Measurement of the Per Cavity Energy Recovery Efficiency in the Single Turn CBETA Configuration
C. Gulliford, N. Banerjee, A. Bartnik, J. Crittenden, K., Deitrick, G. H. Hoffstaetter, P. Quigley, K. Smolenski, J. S., Berg, R. Michnoff, S. Peggs, D. Trbojevic

TL;DR
This paper reports precise measurements of energy recovery efficiency in the CBETA test accelerator, demonstrating near-perfect energy recovery per cavity in a single-turn superconducting ERL setup, crucial for future multi-turn designs.
Contribution
It provides the first direct measurement of per cavity energy recovery efficiency in a single-turn superconducting ERL, achieving over 99.2% efficiency per cavity.
Findings
Total one-turn power balance efficiency of 99.4%
Per cavity efficiency ranging from 99.2% to 99.8%
Single particle energy recovery efficiencies from 99.8% to 100.5%
Abstract
Prior to establishing operation of the world's first mulit-turn superconducting Energy Recovery Linac, (ERL) the Cornell-BNL Energy Recovery Test Accelerator (CBETA) was configured for one turn energy recovery.

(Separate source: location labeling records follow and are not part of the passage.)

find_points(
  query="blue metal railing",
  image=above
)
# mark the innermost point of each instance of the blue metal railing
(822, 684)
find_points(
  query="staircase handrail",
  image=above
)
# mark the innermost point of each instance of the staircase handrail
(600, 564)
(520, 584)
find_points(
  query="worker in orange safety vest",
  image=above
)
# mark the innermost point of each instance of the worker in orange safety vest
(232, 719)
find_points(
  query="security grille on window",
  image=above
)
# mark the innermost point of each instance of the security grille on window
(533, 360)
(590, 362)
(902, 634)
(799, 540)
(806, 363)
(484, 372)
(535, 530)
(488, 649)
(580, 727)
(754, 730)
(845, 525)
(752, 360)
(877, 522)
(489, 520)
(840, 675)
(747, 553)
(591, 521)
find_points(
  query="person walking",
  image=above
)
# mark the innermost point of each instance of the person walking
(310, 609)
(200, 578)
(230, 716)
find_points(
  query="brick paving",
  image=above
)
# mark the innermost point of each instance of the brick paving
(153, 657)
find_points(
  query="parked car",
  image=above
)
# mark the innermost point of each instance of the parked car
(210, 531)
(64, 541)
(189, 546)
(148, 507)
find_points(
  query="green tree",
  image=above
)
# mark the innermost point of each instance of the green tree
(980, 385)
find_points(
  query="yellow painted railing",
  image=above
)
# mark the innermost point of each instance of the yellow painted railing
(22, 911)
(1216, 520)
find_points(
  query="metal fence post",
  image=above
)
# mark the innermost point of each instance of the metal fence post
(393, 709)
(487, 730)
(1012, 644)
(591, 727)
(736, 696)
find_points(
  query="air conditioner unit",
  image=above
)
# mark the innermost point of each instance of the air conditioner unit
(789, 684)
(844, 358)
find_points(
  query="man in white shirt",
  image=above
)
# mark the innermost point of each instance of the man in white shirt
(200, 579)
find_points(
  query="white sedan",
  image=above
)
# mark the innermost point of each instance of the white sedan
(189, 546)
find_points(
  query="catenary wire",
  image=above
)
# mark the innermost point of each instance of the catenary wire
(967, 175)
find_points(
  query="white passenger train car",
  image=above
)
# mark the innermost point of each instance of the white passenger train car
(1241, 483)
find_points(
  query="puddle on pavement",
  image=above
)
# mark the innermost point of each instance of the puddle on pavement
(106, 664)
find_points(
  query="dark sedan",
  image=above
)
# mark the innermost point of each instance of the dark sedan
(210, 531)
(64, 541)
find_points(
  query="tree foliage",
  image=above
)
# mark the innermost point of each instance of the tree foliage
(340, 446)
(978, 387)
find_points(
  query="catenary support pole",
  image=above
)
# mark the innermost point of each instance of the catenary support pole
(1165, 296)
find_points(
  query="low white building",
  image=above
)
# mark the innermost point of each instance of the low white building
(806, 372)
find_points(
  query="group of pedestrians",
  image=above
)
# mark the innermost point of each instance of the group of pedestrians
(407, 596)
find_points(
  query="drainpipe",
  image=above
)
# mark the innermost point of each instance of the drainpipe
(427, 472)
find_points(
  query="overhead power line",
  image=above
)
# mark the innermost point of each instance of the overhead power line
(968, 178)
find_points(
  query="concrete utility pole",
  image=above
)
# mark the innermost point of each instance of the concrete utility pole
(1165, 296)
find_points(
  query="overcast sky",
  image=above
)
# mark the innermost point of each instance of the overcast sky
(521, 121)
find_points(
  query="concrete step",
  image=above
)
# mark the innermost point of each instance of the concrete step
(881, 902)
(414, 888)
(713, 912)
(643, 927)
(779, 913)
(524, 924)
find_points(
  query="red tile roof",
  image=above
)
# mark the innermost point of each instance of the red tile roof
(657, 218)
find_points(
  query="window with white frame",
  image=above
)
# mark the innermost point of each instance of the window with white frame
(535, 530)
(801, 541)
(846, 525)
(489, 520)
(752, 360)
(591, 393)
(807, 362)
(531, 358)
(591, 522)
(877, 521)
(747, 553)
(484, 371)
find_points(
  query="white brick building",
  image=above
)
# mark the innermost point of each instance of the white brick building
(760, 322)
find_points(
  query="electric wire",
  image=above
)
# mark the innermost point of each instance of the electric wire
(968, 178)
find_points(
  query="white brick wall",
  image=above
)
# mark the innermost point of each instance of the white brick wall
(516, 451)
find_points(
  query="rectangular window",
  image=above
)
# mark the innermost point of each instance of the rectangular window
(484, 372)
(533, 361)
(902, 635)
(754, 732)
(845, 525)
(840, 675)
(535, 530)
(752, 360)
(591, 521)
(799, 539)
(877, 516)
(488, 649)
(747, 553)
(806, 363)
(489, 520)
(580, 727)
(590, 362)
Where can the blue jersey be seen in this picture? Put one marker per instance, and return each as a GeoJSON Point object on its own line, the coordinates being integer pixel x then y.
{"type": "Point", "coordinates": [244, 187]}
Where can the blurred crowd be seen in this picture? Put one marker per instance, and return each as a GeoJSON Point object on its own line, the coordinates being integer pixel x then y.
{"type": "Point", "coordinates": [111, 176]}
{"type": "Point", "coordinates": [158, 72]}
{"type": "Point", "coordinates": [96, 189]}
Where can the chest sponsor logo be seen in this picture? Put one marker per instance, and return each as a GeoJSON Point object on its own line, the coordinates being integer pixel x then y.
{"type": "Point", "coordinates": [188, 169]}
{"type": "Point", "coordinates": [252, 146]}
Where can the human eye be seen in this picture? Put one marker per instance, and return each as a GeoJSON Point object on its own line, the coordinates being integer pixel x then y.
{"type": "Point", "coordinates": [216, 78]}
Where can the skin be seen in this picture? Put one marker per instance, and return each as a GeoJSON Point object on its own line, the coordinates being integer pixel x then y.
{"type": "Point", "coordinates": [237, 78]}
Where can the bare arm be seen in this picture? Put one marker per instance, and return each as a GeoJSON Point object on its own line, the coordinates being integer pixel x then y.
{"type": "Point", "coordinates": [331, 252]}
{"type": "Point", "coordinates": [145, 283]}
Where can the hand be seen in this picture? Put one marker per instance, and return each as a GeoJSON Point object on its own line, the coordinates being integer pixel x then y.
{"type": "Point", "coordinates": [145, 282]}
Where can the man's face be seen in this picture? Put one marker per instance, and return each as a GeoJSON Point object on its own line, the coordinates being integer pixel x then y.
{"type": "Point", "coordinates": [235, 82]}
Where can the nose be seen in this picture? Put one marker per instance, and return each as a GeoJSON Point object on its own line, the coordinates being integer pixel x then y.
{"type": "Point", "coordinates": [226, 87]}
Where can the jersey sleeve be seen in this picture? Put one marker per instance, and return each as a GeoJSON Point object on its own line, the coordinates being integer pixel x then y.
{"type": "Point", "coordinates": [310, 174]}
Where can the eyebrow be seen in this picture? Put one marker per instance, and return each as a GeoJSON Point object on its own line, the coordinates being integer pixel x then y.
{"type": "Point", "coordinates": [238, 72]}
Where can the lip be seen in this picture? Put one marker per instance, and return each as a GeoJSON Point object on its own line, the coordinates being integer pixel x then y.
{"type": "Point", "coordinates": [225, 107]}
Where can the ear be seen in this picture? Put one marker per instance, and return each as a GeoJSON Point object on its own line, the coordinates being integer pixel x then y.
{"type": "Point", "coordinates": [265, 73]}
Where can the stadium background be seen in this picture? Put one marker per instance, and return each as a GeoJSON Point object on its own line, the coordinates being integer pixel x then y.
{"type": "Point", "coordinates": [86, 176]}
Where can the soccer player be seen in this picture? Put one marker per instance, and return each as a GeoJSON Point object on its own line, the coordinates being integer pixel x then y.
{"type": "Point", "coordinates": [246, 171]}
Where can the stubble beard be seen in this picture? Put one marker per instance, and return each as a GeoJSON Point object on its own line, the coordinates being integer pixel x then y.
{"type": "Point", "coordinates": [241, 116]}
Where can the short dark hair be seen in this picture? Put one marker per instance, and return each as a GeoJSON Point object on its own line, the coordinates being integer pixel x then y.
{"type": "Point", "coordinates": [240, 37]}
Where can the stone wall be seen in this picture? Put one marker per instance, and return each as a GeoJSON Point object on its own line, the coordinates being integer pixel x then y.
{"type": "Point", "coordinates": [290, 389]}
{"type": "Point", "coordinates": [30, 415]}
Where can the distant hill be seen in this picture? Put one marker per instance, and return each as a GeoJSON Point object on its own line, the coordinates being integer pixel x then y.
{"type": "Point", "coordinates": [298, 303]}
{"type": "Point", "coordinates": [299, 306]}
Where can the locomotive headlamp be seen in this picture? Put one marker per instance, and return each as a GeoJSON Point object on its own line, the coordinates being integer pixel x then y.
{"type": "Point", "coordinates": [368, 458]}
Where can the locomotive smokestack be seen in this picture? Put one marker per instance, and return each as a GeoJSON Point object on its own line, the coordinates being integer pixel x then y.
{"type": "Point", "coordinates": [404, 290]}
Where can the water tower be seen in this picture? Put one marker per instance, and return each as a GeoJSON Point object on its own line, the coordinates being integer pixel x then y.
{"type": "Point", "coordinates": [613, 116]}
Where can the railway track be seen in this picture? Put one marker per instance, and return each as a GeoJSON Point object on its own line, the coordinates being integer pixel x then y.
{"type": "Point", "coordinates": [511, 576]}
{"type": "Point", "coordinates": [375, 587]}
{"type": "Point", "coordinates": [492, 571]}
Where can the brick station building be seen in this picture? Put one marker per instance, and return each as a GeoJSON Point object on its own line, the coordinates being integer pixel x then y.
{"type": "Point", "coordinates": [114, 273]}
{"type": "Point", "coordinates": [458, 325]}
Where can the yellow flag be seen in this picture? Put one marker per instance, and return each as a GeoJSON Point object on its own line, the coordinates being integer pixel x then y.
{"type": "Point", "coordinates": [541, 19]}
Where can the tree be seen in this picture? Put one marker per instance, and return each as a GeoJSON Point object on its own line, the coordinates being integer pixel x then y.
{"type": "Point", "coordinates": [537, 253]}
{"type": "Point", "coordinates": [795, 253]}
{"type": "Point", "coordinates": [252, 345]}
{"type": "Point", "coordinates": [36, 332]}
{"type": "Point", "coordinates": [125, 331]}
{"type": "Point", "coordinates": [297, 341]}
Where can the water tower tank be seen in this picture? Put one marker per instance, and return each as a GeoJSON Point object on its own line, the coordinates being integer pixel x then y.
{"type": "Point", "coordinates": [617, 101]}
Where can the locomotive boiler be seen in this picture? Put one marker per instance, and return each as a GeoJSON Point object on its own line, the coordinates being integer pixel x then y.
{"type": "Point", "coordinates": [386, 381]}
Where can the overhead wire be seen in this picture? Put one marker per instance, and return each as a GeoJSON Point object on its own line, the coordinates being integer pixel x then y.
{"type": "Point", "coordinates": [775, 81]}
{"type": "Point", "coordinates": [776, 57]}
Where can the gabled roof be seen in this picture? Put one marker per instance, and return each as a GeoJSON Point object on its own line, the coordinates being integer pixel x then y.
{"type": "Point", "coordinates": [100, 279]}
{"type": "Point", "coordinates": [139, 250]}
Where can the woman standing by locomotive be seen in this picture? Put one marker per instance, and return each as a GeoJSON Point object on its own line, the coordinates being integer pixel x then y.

In this setup, direct measurement of the beam loading in each of the main linac cavities demonstrated high energy recovery efficiency. Specifically, a total one-turn power balance efficiency of 99.4%, with per cavity power balances ranging from 99.2-99.8%, was measured. When accounting for small particle losses occurring in the path length adjustment sections of the return loop, this corresponds to per cavity single particle energy recovery efficiencies ranging from 99.8 to 100.5%. A maximum current of 70 microamps was energy recovered, limited by radiation shielding of the beam stop in its preliminary installation.